The legend of Voice of Vietnam's "Hanoi Hannah" passes


Death of “Hanoi Hannah”
Voice of Vietnam , 1 October: Trinh Thi Ngo, a legendary announcer of Radio the Voice of Vietnam (VOV), died in Ho Chi Minh City, at 5.51 am on 30 September at the age of 87. The former announcer of VOV's English service, whose alias was Hanoi Hannah, was awarded emeritus artist title and a medal for her contributions to the development of radio. Her burial service will be held in Long Tri commune, Chau Thanh district, Long An province on 2 October. (VOV World via WRTH Facebook group, via Mike Terry)
(BDXC-Oct)

During the Vietnam War, she became famous among US soldiers for her propaganda broadcasts on Radio Hanoi. (There were actually several "Hanoi Hannahs", but she was the senior and most frequently heard one.) She made three broadcasts a day, reading a list of the newly killed or imprisoned Americans, attempting to persuade US GIs that the US involvement in the Vietnam War was unjust and immoral, and playing popular US anti-war songs in an attempt to incite feelings of nostalgia and homesickness.
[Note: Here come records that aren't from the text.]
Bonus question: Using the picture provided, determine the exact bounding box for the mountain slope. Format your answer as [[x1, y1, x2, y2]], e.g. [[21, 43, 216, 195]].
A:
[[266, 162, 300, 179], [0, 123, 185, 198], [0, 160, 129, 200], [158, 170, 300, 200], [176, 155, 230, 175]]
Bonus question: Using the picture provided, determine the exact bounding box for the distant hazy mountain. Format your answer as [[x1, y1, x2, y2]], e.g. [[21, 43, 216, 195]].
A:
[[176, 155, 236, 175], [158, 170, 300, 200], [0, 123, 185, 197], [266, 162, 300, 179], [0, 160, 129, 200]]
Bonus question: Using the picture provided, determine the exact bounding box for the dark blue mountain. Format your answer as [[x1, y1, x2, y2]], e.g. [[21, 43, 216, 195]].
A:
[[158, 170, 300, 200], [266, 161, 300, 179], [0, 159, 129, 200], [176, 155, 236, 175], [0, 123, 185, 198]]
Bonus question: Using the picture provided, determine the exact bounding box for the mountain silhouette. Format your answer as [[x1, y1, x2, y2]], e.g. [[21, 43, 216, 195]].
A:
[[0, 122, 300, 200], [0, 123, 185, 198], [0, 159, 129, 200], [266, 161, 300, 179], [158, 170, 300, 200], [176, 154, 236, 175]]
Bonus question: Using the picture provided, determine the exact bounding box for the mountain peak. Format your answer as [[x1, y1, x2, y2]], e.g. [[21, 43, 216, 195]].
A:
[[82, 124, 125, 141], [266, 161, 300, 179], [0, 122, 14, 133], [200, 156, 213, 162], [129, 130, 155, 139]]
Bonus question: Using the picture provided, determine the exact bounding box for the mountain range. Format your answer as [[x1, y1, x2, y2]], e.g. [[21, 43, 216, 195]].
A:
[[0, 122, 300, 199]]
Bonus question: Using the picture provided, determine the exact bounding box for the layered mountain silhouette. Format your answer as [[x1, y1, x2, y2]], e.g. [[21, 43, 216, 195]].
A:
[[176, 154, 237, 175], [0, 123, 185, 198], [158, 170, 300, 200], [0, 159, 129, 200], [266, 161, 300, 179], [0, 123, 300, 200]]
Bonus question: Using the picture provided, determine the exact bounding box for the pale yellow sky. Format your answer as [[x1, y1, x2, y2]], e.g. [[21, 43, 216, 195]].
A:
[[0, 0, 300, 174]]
Though she used the alias Thu Huong, (Vietnamese: "the fragrance of autumn"), the GIs usually called her "Hanoi Hannah" or "the Dragon Lady". Few if any desertions are thought to have happened because of her propaganda work and the soldiers "hooted at her scare tactics", but they were sometimes impressed when she mentioned the correct location of their unit (when they would "give a toast to her and throw our beer cans at the radio") and named US casualties. There were exaggerated legends of her omniscience, with rumors that she would give clues about everything from specific future North Vietnamese attacks to soldiers' girlfriends cheating on them at home. In reality, most of her information came from publications such as the US military newspaper, Stars and Stripes.

Here is an excerpt from one of her broadcasts:
How are you, GI Joe? It seems to me that most of you are poorly informed about the going of the war, to say nothing about a correct explanation of your presence over here. Nothing is more confused than to be ordered into a war to die or to be maimed for life without the faintest idea of what's going on.
A January 1966 Newspaper Enterprise Association article by Tom Tiede described the program:
Hannah's shows are invariably the same. After the news is an editorial denouncing U.S. escalation of the war. Then a recording by an Asian soprano who sounds as if she's having her ears pierced. Then, Mailbag Time ('write us for the truth, friends').
According to war correspondent Don North:
By zapping the truth through an ostrich-like policy censorship, deletions, and exaggerations U.S. Armed Forces Radio lost the trust of many GIs when they were most isolated and vulnerable to enemy propaganda. It wasn't that Hanoi Hannah always told the truth - she didn't. But she was most effective when she did tell the truth and US Armed Forces Radio was fudging it.
After the war, she moved to Saigon with her husband. Ngo was better known in the US than in her own country. She was offered a job on HCMC Television, but she chose to stay at home and take care of her husband, who had suffered a stroke. She remained in Ho Chi Minh City until her death.